By way of unintentional contrast, I watched The Fits not long after watching The Falling – a film similar in that it deals with mass fainting of girls around the age of puberty. I will not compare and contrast the films, except to say that while The Falling left me on the outside looking it, The Fits manages to draw me into a character for whom I have little in common, make me understand what she is going through, and very much feel for her throughout the film.
The plot sees a young girl stop boxing with her older brother in the gym and start to pay attention to the all-girl dance troupe that practice in another hall. As she joins the group and starts to integrate, some of the older girls fall into sudden seizures (which are dubbed 'the fits'). The split between those girls who have experienced these, and those that have not forms tensions within the wider group. The film achieves this while doing (by doing?) several surprising things. The most obvious is that dialogue is very light on the ground, and when it comes it tends to be functional stuff rather than any exposition or grandstanding for the cast to get their teeth into. The other thing it does is let the actual fits be a background thing – something that is happening but is not our focus; instead Toni is our focus, and our relationship to anything in the film is through her.
There are so many ways this could not have worked, but it pulls it off well. Hightower gives a great performance and is very well directed; so much I was invested in with her character was down to small reactions, body language, the sense of pent up feeling – all of it drawing me in and giving me things I could relate to even if the specifics I could not. The journey is very clear, and the implied meanings are fairly obvious – but it is the intelligence and subtlety of the story- telling through this character that makes it more than just a series of events (far from it in fact).

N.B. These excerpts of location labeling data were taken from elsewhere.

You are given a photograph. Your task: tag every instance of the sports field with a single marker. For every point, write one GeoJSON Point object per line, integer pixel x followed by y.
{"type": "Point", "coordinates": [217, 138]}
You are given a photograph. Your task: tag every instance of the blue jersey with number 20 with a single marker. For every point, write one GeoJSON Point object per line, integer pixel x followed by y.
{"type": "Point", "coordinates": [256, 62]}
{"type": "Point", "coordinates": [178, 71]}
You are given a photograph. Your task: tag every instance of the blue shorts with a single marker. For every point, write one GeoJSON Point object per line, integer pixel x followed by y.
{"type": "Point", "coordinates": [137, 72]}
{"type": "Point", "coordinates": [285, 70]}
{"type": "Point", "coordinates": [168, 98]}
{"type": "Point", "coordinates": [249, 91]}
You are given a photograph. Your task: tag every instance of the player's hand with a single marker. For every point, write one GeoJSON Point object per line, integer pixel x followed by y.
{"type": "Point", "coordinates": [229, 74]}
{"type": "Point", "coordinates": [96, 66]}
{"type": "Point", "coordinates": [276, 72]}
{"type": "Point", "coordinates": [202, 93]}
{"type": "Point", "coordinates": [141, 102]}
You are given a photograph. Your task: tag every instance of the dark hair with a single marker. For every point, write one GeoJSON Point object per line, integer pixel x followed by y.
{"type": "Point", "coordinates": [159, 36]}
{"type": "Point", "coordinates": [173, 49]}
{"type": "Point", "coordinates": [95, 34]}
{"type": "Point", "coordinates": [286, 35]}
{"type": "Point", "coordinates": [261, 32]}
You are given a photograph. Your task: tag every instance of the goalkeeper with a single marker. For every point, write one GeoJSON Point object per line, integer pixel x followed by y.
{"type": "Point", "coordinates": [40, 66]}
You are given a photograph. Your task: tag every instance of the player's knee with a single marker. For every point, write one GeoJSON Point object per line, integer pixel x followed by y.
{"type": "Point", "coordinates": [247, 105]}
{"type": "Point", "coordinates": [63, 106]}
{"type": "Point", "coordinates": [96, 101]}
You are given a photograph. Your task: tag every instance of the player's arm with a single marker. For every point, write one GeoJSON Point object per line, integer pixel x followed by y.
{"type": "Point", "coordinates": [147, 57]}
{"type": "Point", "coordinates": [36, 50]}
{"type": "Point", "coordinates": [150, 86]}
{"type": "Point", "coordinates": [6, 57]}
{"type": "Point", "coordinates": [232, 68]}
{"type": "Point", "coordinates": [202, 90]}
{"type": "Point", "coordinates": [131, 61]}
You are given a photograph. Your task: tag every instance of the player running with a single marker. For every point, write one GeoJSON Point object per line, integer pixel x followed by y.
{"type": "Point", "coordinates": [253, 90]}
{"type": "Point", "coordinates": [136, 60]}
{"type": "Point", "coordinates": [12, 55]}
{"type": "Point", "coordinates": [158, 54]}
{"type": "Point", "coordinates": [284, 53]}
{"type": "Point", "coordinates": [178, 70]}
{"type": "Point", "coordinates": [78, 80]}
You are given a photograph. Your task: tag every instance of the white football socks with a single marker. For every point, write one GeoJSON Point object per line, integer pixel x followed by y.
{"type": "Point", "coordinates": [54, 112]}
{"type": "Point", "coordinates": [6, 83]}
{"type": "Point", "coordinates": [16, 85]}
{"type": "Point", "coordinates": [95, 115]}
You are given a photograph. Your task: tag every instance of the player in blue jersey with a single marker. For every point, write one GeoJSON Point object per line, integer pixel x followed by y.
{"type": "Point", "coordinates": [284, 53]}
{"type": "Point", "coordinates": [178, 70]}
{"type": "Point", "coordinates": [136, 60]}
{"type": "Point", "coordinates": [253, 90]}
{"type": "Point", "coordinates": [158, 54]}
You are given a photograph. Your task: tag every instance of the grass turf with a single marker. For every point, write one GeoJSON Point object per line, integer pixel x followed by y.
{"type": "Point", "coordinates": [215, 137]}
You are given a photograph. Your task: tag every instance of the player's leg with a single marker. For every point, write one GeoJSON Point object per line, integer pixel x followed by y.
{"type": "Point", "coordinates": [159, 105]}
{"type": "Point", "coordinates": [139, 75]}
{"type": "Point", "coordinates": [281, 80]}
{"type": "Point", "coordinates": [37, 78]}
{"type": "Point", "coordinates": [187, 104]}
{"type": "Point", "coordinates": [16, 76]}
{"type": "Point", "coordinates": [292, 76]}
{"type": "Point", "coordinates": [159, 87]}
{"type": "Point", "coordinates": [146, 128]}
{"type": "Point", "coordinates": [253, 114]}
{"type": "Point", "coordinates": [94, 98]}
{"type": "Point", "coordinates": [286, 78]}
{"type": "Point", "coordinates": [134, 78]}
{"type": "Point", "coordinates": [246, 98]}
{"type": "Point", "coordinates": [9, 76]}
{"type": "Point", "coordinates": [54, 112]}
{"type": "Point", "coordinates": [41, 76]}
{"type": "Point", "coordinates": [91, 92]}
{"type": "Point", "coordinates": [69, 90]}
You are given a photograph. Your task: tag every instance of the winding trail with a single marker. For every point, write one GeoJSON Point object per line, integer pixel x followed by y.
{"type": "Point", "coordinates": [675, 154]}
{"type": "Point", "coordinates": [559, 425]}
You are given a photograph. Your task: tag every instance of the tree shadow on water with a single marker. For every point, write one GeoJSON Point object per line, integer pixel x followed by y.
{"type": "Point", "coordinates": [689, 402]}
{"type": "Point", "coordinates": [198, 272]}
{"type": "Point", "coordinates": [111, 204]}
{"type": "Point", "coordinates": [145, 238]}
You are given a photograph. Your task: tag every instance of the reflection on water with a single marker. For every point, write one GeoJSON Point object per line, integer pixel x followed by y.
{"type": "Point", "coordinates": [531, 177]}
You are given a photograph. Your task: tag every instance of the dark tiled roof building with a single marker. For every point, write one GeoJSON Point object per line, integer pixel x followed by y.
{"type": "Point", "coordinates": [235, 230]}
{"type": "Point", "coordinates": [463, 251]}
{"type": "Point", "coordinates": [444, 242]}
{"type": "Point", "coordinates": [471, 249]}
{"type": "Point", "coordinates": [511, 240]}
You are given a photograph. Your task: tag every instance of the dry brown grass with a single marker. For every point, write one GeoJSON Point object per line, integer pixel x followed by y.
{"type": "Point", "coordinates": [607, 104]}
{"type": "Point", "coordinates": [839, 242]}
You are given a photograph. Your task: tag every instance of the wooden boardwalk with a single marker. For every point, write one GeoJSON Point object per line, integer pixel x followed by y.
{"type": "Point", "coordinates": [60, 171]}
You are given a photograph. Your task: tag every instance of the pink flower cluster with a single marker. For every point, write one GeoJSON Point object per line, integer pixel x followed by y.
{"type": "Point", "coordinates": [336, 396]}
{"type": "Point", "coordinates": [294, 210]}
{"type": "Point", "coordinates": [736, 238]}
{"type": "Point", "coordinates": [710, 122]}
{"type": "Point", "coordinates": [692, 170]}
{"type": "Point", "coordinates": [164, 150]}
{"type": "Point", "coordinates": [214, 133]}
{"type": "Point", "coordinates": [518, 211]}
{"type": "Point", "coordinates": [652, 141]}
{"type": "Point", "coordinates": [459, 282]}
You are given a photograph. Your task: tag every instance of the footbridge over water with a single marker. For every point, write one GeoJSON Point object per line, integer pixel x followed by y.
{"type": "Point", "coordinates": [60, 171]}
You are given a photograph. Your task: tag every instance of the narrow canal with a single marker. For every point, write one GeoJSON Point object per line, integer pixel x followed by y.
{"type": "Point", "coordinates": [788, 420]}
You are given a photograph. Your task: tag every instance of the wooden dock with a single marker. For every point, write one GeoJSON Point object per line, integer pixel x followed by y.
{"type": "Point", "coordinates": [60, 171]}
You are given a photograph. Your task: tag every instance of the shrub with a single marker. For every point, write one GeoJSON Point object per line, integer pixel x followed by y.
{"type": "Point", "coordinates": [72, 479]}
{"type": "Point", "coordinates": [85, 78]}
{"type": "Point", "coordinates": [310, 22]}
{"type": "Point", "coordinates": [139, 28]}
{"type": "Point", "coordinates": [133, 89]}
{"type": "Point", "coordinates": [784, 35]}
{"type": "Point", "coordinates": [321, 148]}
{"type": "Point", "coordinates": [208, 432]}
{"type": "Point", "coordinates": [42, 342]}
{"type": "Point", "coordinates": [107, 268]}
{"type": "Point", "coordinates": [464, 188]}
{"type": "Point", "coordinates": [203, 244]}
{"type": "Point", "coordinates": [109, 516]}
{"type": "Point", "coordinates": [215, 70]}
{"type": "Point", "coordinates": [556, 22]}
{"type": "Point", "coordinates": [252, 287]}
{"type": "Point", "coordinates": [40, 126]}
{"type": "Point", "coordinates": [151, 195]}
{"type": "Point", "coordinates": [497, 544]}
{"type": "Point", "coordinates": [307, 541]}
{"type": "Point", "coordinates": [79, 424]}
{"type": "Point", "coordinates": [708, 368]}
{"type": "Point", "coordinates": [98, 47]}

The Fits is a beautifully observed character study, which never lets the plot device become more than the people – and Toni is accessible and engaging as a character, and thanks to a very well-directed performance from the young lead. It is not a perfect film, and the sense of space may annoy some viewers, or the weakness of some aspects may grate, but at its core it is a tremendous film with near total control over what it is trying to do and how it is trying to do it.